Kentucky's Republican governor reiterated Thursday he will run for re-election this year despite sagging approval ratings and mounting pressure from within his own party as would-be challengers grow restless. Gov. Matt Bevin has already drawn three opponents for the May primary, including state Rep. Robert Goforth, who denounced the governor's leadership style as one of "arrogance, scorn and hateful ridicule."
Meanwhile, U.S. Rep. James Comer — who lost to Bevin in the 2015 GOP primary by a scant 83 votes — signaled Thursday he was open to reconsidering his vow not to challenge Bevin, adding "he's in worse shape than I realized."
"I have been shocked at the number of people who have called begging me to run against him," Comer told The Associated Press in an interview. "I think that we need to have a discussion as a party (for) every available option that's out there."
Bevin's approval ratings have fallen since his failed attempt to make changes to the state's struggling public pension systems. His comments about teachers and other public workers who opposed his ideas prompted thousands to raucously protest at the state Capitol last year, closing schools in more than 30 districts across the state.
Bevin told reporters Thursday he is not worried about divisions within the GOP. In an early pitch to voters for a second term, Bevin said he'll emphasize his willingness to take on difficult issues that had festered for years.

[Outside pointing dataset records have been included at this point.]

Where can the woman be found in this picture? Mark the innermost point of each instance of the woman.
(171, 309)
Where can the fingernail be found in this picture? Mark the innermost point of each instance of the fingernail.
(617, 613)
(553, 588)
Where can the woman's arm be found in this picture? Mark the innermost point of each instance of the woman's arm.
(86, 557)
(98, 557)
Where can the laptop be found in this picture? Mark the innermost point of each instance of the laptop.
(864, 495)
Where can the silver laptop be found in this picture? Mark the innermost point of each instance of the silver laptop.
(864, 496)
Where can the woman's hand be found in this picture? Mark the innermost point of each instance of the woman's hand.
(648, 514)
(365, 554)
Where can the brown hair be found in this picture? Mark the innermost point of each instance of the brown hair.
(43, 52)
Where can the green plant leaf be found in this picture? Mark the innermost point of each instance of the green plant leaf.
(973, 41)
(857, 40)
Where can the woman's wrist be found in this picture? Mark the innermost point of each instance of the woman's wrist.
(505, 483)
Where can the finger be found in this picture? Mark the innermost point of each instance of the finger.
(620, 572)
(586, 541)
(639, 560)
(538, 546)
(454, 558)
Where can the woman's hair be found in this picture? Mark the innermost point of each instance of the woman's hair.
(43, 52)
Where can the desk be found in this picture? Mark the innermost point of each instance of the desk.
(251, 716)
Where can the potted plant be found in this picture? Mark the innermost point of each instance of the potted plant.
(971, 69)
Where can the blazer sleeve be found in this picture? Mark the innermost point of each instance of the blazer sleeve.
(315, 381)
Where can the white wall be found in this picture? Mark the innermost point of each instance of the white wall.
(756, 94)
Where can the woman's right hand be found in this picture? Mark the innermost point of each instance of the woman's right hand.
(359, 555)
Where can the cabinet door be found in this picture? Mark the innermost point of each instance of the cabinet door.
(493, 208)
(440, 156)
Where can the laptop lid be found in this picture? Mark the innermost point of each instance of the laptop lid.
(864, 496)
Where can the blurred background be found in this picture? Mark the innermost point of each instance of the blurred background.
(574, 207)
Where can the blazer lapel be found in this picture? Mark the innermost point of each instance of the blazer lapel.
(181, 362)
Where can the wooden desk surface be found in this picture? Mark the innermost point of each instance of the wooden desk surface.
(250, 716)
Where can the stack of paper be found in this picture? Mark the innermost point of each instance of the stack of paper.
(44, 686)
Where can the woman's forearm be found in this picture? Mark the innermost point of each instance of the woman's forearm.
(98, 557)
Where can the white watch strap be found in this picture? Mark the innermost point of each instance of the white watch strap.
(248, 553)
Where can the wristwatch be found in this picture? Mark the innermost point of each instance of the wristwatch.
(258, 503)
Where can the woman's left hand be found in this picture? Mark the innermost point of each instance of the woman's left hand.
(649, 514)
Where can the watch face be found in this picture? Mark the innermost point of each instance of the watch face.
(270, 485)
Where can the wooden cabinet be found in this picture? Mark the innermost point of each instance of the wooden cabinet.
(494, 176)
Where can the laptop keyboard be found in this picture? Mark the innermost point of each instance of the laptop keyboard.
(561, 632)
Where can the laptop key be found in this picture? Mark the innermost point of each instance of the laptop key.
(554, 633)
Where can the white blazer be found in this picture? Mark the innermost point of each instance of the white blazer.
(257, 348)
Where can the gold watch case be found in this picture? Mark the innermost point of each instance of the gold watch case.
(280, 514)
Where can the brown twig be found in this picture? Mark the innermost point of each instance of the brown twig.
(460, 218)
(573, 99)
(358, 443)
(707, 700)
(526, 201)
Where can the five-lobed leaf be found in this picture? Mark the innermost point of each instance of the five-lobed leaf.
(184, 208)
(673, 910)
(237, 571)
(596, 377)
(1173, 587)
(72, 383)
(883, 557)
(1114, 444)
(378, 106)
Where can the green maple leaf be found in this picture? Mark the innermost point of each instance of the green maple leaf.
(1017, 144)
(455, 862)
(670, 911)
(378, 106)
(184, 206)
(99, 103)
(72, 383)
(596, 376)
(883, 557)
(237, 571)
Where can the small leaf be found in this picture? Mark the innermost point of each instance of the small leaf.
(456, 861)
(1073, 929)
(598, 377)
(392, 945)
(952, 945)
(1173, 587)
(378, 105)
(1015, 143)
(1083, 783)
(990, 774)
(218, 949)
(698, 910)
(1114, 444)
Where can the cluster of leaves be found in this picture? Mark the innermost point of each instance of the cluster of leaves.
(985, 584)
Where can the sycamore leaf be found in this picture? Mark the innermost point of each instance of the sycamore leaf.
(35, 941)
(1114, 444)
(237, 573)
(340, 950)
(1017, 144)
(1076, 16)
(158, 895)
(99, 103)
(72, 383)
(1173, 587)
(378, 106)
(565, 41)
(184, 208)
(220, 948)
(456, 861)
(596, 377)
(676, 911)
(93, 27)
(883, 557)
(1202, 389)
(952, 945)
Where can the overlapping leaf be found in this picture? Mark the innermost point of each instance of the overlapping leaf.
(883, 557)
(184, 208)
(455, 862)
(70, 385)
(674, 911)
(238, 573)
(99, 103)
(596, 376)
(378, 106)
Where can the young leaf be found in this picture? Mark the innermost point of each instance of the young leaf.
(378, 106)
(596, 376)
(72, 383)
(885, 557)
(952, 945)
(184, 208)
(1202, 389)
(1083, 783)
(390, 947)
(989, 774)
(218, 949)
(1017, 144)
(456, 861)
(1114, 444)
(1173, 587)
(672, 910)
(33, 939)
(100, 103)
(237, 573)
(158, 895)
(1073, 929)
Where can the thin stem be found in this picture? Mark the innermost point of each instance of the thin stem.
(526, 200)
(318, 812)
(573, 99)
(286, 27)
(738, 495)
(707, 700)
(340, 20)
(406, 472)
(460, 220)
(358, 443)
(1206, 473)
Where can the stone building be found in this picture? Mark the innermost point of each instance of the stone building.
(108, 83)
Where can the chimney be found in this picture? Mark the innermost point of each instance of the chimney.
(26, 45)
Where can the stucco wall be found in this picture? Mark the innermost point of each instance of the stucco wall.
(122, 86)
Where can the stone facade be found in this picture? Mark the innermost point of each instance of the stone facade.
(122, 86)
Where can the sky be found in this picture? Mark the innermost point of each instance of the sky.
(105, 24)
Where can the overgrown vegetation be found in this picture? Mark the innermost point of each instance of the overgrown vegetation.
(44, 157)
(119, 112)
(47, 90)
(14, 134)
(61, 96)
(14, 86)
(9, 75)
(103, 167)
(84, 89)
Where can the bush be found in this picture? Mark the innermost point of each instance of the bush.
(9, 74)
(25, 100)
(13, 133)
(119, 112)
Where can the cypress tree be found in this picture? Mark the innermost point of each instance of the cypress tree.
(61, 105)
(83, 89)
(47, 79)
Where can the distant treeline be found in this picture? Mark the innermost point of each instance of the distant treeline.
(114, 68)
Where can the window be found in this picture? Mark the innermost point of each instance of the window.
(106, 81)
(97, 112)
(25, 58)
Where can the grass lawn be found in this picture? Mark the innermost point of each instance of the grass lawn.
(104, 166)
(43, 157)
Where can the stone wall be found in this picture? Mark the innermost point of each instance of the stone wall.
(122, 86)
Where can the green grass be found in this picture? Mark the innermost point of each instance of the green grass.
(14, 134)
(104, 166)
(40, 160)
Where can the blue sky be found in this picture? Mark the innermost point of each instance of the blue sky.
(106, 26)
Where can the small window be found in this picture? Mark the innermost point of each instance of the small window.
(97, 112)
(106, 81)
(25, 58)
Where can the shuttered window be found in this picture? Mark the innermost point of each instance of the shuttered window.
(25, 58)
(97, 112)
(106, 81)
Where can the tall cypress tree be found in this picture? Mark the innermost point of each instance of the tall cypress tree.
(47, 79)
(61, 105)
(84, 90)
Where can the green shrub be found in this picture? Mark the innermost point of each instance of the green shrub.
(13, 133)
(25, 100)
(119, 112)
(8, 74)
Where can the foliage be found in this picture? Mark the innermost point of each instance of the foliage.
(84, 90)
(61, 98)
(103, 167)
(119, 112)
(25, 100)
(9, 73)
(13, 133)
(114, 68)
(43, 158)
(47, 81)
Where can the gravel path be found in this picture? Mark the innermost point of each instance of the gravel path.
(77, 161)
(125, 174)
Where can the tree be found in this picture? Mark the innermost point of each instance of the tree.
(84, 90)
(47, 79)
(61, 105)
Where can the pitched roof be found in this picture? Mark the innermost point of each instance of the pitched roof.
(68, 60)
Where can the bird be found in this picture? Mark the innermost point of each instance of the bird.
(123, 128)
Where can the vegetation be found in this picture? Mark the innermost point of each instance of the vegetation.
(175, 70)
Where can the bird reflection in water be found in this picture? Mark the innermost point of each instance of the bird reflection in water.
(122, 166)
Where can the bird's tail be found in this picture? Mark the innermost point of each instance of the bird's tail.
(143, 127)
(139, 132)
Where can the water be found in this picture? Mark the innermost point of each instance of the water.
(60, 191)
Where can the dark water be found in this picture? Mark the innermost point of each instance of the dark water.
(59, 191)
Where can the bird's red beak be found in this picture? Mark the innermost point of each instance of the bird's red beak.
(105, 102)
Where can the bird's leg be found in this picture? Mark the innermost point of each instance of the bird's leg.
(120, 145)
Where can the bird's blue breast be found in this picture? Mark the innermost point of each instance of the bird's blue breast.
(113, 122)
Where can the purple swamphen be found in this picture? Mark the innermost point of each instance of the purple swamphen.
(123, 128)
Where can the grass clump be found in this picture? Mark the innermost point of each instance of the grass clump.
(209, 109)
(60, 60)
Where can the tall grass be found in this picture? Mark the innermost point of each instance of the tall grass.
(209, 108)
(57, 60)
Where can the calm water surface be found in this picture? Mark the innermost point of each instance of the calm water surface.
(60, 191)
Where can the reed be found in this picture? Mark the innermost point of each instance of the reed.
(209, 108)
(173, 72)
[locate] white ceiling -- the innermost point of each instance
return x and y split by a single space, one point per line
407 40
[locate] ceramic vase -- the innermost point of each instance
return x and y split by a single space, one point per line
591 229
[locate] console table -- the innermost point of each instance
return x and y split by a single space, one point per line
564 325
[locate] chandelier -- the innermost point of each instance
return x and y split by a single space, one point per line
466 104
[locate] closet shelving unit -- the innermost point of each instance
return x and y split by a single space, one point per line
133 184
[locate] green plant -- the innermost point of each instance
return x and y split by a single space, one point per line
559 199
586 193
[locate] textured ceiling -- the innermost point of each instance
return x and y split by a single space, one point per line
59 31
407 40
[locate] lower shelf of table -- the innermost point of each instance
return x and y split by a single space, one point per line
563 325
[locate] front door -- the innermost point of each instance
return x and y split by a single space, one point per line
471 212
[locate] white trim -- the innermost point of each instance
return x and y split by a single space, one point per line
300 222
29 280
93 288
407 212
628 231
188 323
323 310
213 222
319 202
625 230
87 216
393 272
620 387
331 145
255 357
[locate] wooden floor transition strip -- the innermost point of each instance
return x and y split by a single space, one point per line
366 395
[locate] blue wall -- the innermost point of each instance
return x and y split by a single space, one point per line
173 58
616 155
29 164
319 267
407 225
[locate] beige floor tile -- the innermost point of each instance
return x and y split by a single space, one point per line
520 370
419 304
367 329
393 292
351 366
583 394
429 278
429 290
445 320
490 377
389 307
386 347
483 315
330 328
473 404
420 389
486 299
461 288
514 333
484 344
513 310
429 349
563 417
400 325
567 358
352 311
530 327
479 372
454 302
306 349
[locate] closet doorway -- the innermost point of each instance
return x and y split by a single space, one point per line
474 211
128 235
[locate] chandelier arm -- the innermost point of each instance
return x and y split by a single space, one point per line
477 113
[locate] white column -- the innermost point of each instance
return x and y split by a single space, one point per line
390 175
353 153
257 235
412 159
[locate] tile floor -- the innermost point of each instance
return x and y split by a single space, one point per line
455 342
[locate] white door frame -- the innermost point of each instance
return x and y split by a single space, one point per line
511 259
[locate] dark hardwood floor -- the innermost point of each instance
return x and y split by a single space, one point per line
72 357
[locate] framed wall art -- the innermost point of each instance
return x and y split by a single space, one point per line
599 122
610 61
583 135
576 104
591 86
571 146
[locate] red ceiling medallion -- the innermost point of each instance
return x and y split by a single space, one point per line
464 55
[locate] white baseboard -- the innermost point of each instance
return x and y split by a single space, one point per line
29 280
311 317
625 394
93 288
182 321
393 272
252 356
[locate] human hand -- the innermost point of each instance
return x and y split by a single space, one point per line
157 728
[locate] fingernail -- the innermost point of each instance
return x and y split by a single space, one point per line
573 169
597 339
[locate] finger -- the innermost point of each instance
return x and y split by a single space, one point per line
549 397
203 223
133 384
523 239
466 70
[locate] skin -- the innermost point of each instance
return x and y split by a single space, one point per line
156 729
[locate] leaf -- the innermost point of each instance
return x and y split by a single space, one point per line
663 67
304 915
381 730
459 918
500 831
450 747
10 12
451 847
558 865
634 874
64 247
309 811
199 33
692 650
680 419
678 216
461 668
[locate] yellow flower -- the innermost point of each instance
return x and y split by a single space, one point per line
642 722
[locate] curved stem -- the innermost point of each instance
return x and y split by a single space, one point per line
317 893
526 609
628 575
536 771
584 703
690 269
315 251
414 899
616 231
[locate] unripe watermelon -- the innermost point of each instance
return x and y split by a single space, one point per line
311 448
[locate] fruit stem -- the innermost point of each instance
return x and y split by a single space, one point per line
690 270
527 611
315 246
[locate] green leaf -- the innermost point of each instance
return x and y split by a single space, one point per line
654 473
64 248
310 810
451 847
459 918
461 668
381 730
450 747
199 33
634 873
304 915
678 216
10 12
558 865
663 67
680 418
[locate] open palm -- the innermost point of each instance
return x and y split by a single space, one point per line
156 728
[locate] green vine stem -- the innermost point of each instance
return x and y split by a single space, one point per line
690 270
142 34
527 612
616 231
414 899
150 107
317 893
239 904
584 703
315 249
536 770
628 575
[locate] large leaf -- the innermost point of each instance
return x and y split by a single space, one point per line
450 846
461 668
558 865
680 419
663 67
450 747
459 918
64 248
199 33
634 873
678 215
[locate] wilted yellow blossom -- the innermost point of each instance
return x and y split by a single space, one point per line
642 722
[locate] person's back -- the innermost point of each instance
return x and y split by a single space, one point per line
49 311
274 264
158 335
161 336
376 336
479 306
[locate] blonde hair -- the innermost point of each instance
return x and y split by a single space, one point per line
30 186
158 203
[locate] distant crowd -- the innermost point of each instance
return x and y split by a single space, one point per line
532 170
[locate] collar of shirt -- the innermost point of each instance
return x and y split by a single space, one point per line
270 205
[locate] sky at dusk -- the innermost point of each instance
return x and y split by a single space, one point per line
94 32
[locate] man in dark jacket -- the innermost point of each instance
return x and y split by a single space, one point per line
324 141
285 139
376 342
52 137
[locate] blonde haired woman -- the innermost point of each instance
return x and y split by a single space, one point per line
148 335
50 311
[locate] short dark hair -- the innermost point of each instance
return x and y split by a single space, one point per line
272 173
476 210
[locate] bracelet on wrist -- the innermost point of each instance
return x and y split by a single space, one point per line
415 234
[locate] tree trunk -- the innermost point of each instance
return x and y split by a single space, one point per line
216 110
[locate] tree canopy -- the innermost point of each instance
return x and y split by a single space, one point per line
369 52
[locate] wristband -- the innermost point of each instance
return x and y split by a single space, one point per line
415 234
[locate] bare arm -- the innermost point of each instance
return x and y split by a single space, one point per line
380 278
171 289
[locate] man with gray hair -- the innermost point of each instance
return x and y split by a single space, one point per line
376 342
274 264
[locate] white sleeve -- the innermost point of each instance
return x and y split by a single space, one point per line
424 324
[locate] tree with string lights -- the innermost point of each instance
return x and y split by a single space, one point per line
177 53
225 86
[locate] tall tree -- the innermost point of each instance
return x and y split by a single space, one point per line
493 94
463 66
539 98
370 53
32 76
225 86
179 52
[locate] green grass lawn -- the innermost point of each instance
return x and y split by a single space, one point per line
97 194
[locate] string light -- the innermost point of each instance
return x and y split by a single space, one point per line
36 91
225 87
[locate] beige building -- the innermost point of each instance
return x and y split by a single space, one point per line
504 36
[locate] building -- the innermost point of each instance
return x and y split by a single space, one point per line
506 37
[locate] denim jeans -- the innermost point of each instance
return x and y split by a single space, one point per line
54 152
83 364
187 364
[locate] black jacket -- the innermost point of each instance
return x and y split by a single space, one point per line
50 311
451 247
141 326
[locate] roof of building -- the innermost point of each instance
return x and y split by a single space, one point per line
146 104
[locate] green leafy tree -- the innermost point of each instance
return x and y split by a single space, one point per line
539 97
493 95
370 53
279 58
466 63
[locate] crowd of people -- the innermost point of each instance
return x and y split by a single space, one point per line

"Do you want to continue to move forward to make progress economically, from a tax standpoint?" he said. "Do you want to make progress from addressing the big problems that have been ignored like the pensions, like the antiquated tax structure? Do you want to move forward on advancing the ways in which we are preparing our young people for life in the 21st century?"
For months, Bevin has held dozens of community forums across the state with supporters and critics alike. He has said repeatedly he is not concerned about his approval numbers, attributing them to his willingness to make the tough decisions regarding one of the country's worst funded public retirement plans.
"In America, you can criticize anybody you want," Bevin said Thursday, responding to a question about the divisiveness in the Republican Party.
Bevin said he will officially file to run later this month. Asked if he has settled on a running mate, Bevin replied: "I am working on that." Bevin said he's pleased with the job performance of Lt. Gov. Jenean Hampton, who is the state's first African-American elected to statewide office. Bevin says he has talked with Hampton at length about her political future.
"As to whether or not we will run again will be determined," he said.
His comments came hours before he was scheduled to speak to hundreds of the state's business leaders along with the legislature's top GOP leaders. It would be his first public appearance with Republican leaders since he criticized them for not passing a pension bill during a special legislative session last month. Republican Senate Majority Floor Leader Damon Thayer said GOP leaders urged Bevin not to call that session, but Bevin said Thayer's comments were not true.
Bevin insisted Thursday that his relationship with lawmakers is good.
"Look at what we've gotten done in the last three years," he said. "Find any 10-year period in the history of this state, and show me that we've made more forward progress in any 10-year period than we did in the last three years."